2. The illumination device according to claim 1, wherein:

the first light emitting elements and the second light emitting elements emit ht having the second light distribution; and

the optical system introduces the light emitted from the second light emitting elements to the object with the second light distribution kept.

3. The illumination device according to claim 1, wherein:

the optical system includes a second optical element configured to change the light distribution of the light emitted from the second light emitting elements to the second light distribution.

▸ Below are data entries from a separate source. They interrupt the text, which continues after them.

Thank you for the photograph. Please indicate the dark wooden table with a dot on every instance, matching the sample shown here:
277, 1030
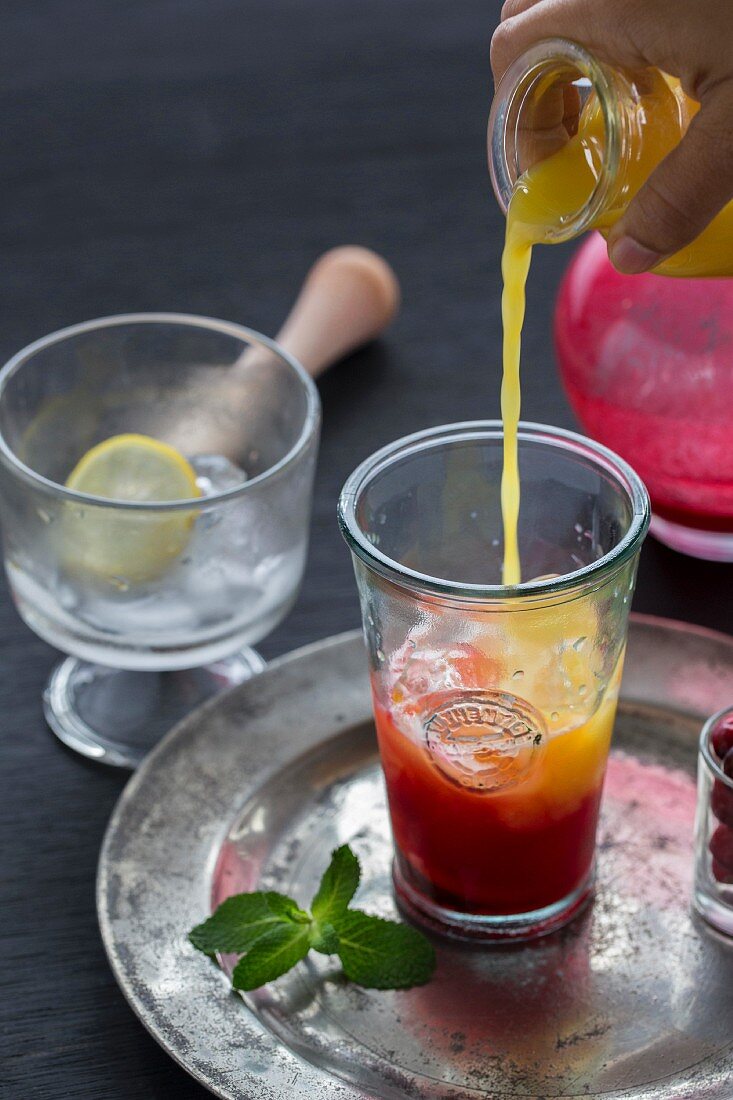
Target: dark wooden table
197, 156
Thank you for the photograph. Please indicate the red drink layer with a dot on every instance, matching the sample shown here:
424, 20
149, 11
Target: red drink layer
512, 849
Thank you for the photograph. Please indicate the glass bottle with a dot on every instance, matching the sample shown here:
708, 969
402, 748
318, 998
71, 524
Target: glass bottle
611, 129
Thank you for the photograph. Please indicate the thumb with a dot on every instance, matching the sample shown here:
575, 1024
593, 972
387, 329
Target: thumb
684, 193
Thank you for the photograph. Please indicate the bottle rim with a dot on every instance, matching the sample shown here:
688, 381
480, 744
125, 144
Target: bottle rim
514, 88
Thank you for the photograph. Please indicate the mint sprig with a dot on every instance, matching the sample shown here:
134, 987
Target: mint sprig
272, 933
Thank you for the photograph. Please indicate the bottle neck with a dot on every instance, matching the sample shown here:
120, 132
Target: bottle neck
537, 110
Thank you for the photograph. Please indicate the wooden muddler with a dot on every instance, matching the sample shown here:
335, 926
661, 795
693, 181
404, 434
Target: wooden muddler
349, 297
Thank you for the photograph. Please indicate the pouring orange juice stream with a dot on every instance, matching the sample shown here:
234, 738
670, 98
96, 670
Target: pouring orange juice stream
546, 196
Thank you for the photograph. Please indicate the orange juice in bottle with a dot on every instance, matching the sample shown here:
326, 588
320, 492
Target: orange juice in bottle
570, 142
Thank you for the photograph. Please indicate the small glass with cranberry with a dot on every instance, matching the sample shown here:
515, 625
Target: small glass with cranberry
713, 829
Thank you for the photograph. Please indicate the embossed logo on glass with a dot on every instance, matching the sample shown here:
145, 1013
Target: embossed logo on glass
484, 740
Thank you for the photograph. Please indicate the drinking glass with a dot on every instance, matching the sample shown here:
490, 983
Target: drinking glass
713, 828
493, 705
156, 602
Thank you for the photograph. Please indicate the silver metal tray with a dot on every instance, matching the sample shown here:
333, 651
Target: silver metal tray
633, 1000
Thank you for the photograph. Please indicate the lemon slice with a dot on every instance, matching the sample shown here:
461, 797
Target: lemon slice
129, 547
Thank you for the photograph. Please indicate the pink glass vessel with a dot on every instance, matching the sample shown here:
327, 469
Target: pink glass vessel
647, 364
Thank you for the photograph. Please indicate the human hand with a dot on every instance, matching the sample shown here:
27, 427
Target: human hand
691, 40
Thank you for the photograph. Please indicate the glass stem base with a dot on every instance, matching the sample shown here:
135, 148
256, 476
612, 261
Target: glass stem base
487, 928
117, 716
711, 546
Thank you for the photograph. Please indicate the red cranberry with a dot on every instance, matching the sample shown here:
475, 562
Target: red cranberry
721, 802
722, 873
722, 737
721, 846
728, 763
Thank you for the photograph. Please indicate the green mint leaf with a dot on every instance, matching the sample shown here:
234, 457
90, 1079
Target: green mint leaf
324, 938
382, 954
242, 919
337, 887
272, 955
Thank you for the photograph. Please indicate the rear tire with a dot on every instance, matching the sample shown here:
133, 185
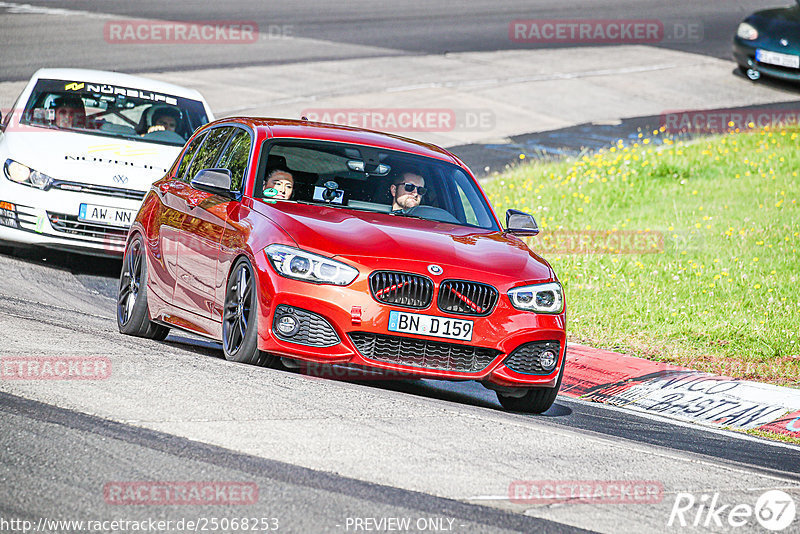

4. The illumination device according to claim 3, wherein:

the light emitter further includes third light emitting elements configured to emit light toward the object;

the first light emitting elements and the third light emitting elements emit light having a third light distribution different from the first light distribution and the second light distribution;

the optical system introduces the light emitted from the third light emitting elements to the object with the third light distribution kept; and

the illumination controller controls the light emission of the third light emitting elements independently of the light emission of the first light emitting elements and the second light emitting elements.

5. The illumination device according to claim 3, wherein:

the first optical element is a condenser lens, whereas the second optical element is a cylindrical lens or linear Fresnel lens.

6. The illumination device according to claim 1, further comprising an illumination head provided relatively movably with respect to the object while integrally holding the light emitter and the optical system.

7. The illumination device according to claim 6, further comprising a head driver configured to move the illumination head with respect to the object.

8. An illumination method of illuminating an object using first light emitting elements and second light emitting elements, the illumination method enabling a light distribution of light for illuminating an object to be adjusted by performing at least one of:

a first illumination operation of introducing light obtained by changing a light distribution of light emitted from the first light emitting elements as first illumination light to the object; and

a second illumination operation of introducing light obtained by changing a light distribution of light emitted from the second light emitting elements to a light distribution different from the light distribution of the first illumination light or light emitted from the second optical element as second illumination light to the object;

by mutually independently controlling the light emission of the first light emitting elements and the second light emitting elements.

9. An imaging apparatus, comprising:

a stage configured to hold an object;

the illumination device according to claim 6 configured to illuminate the object held on the stage; and

an imager configured to image the object illuminated by the illumination device.

10. The imaging apparatus according to claim 9, further comprising:

a position adjuster configured to adjust a relative positional relationship of the illumination head with respect to the object by moving at least one of the stage and the illumination head.

11. The imaging apparatus according to claim 10, wherein:

the position adjuster includes a head moving mechanism configured to move the illumination head.

12. The imaging apparatus according to claim 10, wherein:

the position adjuster includes a stage moving mechanism configured to move the stage.

13. The illumination device according to claim 4, wherein:

the first optical element is a condenser lens, whereas the second optical element is a cylindrical lens or linear Fresnel lens.

14. The imaging apparatus according to claim 11, wherein:

the position adjuster includes a stage moving mechanism configured to move the stage.